A single reported variant meeting the stringent HGVS criteria is c.1222C>T (p.Arg408Ter). This variant is notable for introducing a premature stop codon, likely resulting in loss‐of‑function and reduced protein activity. Its detection in both familial and sporadic contexts strengthens its diagnostic value (PMID:37971547). The clarity of the molecular change—starting with the "c." notation and including an unambiguous protein effect—facilitates its use in clinical reporting and further research. This precise definition is critical for commercial assay design and standardized communication among clinicians and scientists. Overall, the variant informs the pathogenic mechanism underlying interstitial lung disease 2.

Functional assessment studies in MMP19 have predominantly been conducted in the context of nasopharyngeal carcinoma, a phenotype distinct from IPF. These studies demonstrated that the catalytic activity of MMP19 is critical for tumor suppression and anti‐angiogenic functions (PMID:21165953). However, despite the robust experimental framework in these carcinoma models, the functional outcomes do not directly recapitulate the pulmonary fibrosis phenotype. Thus, while the in vitro and in vivo data in the nasopharyngeal carcinoma setting provide valuable insights into MMP19 biology, they remain only indirectly relevant to interstitial lung disease 2. This discrepancy indicates a need for further targeted functional studies in pulmonary cell models.

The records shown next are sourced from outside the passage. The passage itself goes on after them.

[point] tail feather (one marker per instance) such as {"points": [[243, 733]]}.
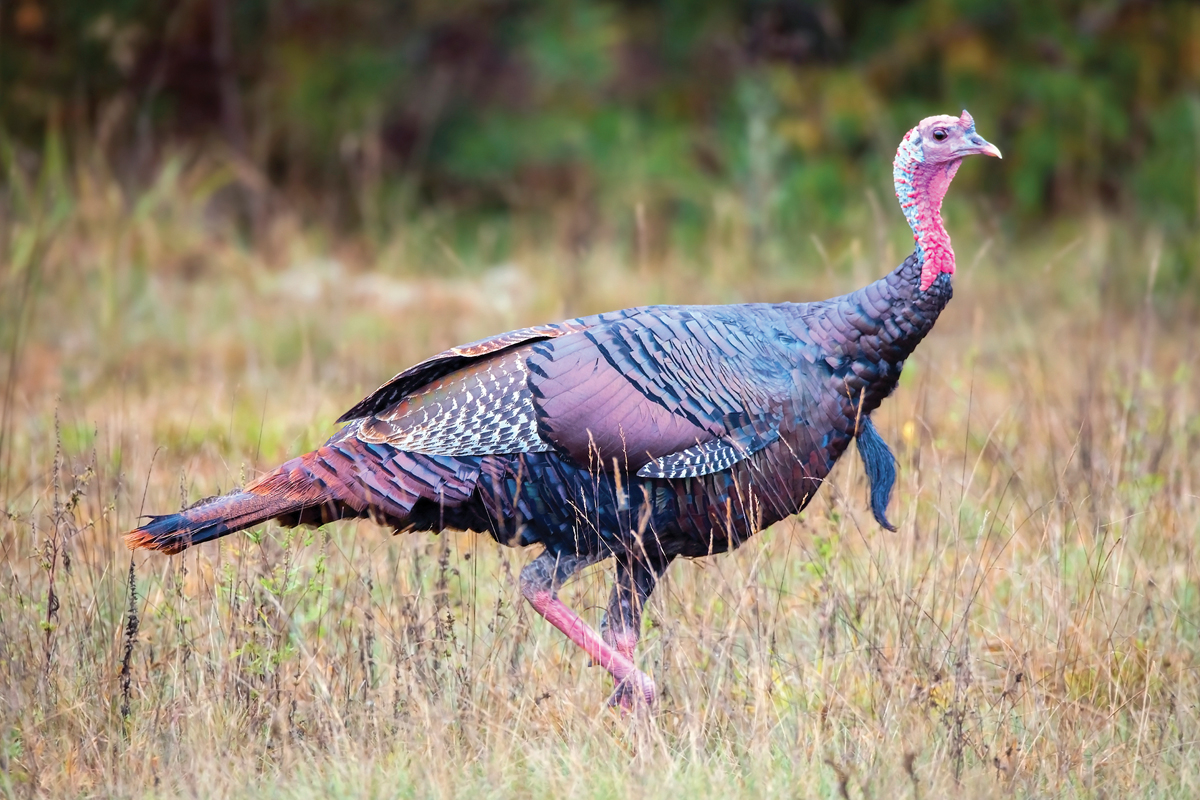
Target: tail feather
{"points": [[339, 480], [210, 519]]}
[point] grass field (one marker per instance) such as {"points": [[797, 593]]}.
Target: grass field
{"points": [[1030, 631]]}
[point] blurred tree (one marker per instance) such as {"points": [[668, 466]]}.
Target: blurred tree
{"points": [[515, 103]]}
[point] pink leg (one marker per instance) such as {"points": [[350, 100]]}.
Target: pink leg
{"points": [[539, 584], [619, 663]]}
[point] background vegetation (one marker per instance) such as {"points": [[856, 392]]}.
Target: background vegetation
{"points": [[221, 223]]}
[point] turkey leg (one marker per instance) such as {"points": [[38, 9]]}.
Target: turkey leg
{"points": [[622, 625], [540, 582]]}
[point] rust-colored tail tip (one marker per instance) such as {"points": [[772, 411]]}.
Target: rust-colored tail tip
{"points": [[142, 539]]}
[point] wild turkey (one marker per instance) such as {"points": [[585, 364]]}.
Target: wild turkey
{"points": [[642, 434]]}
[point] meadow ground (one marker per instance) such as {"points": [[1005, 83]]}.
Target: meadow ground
{"points": [[1030, 631]]}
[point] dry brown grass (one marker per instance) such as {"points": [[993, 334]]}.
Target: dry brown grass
{"points": [[1030, 631]]}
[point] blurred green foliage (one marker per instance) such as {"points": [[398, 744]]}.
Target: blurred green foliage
{"points": [[366, 107]]}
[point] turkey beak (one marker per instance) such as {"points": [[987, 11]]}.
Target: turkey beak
{"points": [[978, 145]]}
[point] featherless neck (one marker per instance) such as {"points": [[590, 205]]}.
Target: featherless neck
{"points": [[921, 187]]}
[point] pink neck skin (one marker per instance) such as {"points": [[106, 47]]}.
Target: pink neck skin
{"points": [[921, 188]]}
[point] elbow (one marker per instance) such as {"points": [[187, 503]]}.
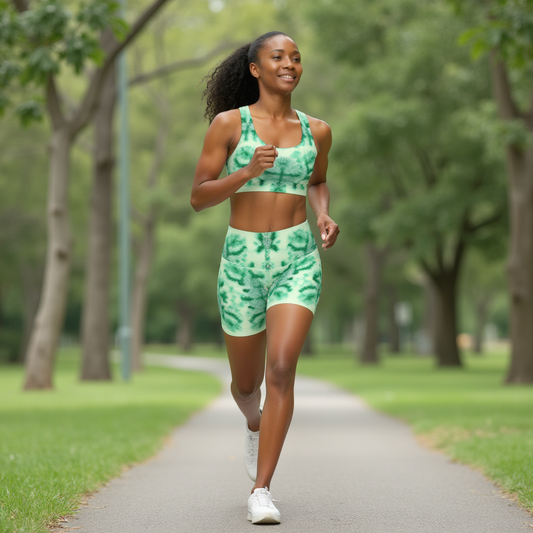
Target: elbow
{"points": [[195, 204]]}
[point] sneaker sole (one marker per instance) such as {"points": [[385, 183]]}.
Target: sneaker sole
{"points": [[265, 518]]}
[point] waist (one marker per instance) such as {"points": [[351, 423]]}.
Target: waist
{"points": [[268, 250], [266, 211]]}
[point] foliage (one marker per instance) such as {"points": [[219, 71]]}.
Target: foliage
{"points": [[55, 449], [37, 42], [505, 25]]}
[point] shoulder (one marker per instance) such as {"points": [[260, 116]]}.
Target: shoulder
{"points": [[225, 127], [227, 120], [321, 132]]}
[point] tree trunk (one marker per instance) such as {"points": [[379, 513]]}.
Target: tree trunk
{"points": [[95, 319], [140, 290], [184, 332], [394, 329], [375, 259], [520, 264], [447, 351], [520, 260], [482, 308], [31, 284], [50, 315]]}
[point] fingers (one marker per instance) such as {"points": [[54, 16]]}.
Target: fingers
{"points": [[264, 158], [328, 232]]}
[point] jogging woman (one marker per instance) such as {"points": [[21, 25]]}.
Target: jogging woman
{"points": [[270, 274]]}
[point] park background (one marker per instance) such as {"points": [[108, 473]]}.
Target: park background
{"points": [[427, 306]]}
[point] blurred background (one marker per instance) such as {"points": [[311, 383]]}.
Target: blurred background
{"points": [[416, 95]]}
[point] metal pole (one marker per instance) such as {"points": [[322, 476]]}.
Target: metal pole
{"points": [[124, 331]]}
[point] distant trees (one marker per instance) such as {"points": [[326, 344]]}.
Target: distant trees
{"points": [[417, 142], [503, 29], [38, 39]]}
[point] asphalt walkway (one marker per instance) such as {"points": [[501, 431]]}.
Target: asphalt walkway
{"points": [[344, 468]]}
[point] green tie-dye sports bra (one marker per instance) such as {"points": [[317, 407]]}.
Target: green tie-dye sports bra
{"points": [[293, 166]]}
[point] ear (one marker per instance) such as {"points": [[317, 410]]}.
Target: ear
{"points": [[254, 70]]}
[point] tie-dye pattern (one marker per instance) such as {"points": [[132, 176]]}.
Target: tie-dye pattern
{"points": [[293, 166], [259, 270]]}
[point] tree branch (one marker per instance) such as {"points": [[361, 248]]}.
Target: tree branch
{"points": [[53, 103], [502, 88], [88, 105], [182, 64]]}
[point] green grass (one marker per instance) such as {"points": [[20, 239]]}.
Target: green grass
{"points": [[467, 412], [57, 446]]}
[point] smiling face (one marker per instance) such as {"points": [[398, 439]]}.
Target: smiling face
{"points": [[279, 64]]}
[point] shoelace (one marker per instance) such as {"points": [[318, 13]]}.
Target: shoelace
{"points": [[264, 498]]}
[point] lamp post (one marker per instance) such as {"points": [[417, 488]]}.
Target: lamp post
{"points": [[124, 330]]}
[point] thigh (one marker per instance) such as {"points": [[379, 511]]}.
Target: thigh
{"points": [[247, 360], [242, 299], [299, 283], [287, 328]]}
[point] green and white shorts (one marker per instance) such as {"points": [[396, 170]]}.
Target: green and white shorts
{"points": [[259, 270]]}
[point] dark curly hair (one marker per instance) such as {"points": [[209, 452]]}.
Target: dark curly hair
{"points": [[231, 85]]}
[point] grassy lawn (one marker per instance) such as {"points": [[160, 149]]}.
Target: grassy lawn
{"points": [[468, 413], [57, 446]]}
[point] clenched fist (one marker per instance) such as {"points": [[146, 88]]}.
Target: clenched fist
{"points": [[263, 159]]}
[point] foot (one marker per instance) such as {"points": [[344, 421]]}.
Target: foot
{"points": [[261, 510], [251, 448]]}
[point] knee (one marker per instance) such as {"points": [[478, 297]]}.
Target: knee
{"points": [[280, 375], [244, 391]]}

In summary, the integration of strong genetic evidence—with clear familial segregation, recurrent detection of a pathogenic truncating variant, and supportive epidemiological data—firmly establishes MMP19 as a gene of clinical relevance for interstitial lung disease 2. Although the functional evidence derived from nasopharyngeal carcinoma does not directly inform the pulmonary phenotype, the genetic findings alone provide sufficient justification for its inclusion in diagnostic panels. Key take‑home message: MMP19 variants, particularly c.1222C>T (p.Arg408Ter), offer a robust genetic marker for interstitial lung disease 2 and should be considered in clinical diagnostics and future research.

References

  • Lung • 2023 • MMP19 Variants in Familial and Sporadic Idiopathic Pulmonary Fibrosis PMID:37971547
  • International Journal of Cancer • 2011 • Catalytic activity of Matrix metalloproteinase-19 is essential for tumor suppressor and anti-angiogenic activities in nasopharyngeal carcinoma PMID:21165953

Evidence Based Scoring (AI generated)

Gene–Disease Association

Strong

Four affected probands in a familial Chinese Han cohort and recurrent findings in 9 of 119 sporadic IPF cases provide robust genetic evidence (PMID:37971547).

Genetic Evidence

Strong

Multiple distinct MMP19 variants, including the truncating c.1222C>T (p.Arg408Ter), demonstrate both segregation and recurrence, underscoring a significant role in disease pathogenesis (PMID:37971547).

Functional Evidence

Limited

Although functional studies in nasopharyngeal carcinoma models highlight the importance of MMP19 catalytic activity (PMID:21165953), they do not directly support the mechanism underlying interstitial lung disease 2.